On Saturday, we rode on the hotel shuttle to the airport, where we'd get on MARTA for the ride to the Georgia Dome. We rode with some Auburn fans, who said Auburn coach Gus Mahlzan's parents had stayed in the same hotel we did. One of the Auburn fans said she'd bought her ticket through Mizzou, the first indicator we'd be outnumbered. There were also two Alabama fans on the shuttle, and they blew my mind when they said they were rooting for Auburn. Come on, Iron Bowl. But a lot of the longtime SEC fans probably didn't like some Midwestern school making such a big splash in just its second year in the league. I kind of relished the outsider, pseudo-villain role. Bring it on.

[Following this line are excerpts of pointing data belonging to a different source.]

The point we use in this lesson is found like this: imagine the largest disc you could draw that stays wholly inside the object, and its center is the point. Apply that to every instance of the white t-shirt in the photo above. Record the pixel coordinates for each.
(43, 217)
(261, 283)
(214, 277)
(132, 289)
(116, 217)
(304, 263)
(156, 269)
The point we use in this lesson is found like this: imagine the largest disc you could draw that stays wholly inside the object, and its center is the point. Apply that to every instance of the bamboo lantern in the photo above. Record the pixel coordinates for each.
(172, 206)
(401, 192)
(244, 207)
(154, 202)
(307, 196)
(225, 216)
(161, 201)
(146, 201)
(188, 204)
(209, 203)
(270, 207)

We arrived at the Georgia Dome with plenty of time to kill. The adjacent Georgia World Congress Center had an SEC Fanfare event, entertainment and the Mizzou Alumni tailgate. Walking around this building was the second indicator how outnumbered we'd be. Auburn is much closer to Georgia, so I expected more of their fans, but it was striking to see so much orange and blue. On an escalator, I counted the ratio of fans we passed going the opposite direction. It was something like 20 Auburn fans to 2 Mizzou fans.
But we found plenty of Mizzou fans at the alumni tailgate, where we watched Mizzou basketball beat UCLA on big projector screens, and Mizzou's new bow-tied chancellor made an appearance.

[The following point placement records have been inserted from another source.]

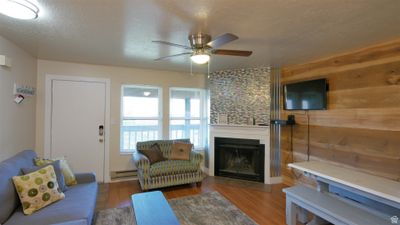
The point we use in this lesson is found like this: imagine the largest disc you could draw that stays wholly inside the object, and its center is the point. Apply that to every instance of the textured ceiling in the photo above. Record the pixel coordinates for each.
(279, 32)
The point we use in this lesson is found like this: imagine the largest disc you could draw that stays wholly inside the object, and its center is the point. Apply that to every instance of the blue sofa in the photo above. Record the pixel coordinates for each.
(76, 209)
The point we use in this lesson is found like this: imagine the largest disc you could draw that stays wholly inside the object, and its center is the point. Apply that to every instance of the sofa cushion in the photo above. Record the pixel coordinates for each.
(9, 168)
(165, 145)
(38, 189)
(57, 169)
(79, 205)
(170, 167)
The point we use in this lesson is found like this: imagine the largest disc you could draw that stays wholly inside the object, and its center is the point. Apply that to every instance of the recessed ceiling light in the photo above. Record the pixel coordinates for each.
(20, 9)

The game itself was electric, breathtaking, two programs that had rotten 2012 seasons and then wonderful 2013 campaigns. The winner would maybe play for the national title, if Michigan State beat Ohio State later that night, which ended up happening.
Any defensive stop was gold. The first quarter took an hour. So did the second. Dorial Green-Beckham made a touchdown catch that prompted a "How do you do" from CBS announcer Verne Lundquist, his somewhat signature phrase. The lead changed hands rapidly, repeatedly. On and on it went.
Mizzou took the lead back in the third quarter, and I started to think just maybe this would happen…
It didn't happen. Auburn's ridiculous running game won the day, gashing Mizzou again and again, seemingly every time Mizzou needed a big stop. 59-42.
In the immediate aftermath, as confetti and streamers rained down on the Georgia Dome turf, I thought, if they didn't win a the conference title this year, when they got some breaks and everything seemed to work out, when will they?
The disappointment lingered, for sure, but this was still a remarkable season. And as big of a fan as I am, it's tough to be too disappointed when you're having the time of your life.
The Monday after the SEC Championship Game, I attended a Food Bank luncheon at the Stoney Creek Inn with coach Gary Pinkel as one of the featured speakers. I wanted to get an autographed football for a person whom I had invited but wasn't able to attend.
Pinkel slipped out right after the luncheon, but I caught up to him in the parking lot near his black SUV. He was gracious and cordial as he signed the ball, and had me spell the fairly basic name he was making it out to. He was wearing one of those rubber wristbands, but I could only read one word on it.
Faith.
* * *
Mizzou put an exclamation mark on the season with a win in the Cotton Bowl over Oklahoma State, in Jerry Jones' Dallas football palace. It was in so many ways like the famous 2007 season, when Missouri also went 12-2 with one regular season loss, a loss in the conference title game when a win would've meant a berth in the national title game, and a win in the Cotton Bowl and top-five final ranking to cap it off.
I watched the national title game from the same seat when I watched college football's opening night. Florida State ended the SEC's national title streak, and the final touchdown of the season was caught by a player with the last name Benjamin.
All college football seasons are thrilling and memorable, but 2013 was extra special, so here's to it. I really do try to enjoy each day and moment, year round, but I'll also tell you that I'm already excited for college football 2014. There's a lot of wonder and fun in store this spring and summer, but I know this: come Aug. 28, an old friend and I will be reunited, the kind of friend you get to share with your family and friends. That, folks, is what makes it so special.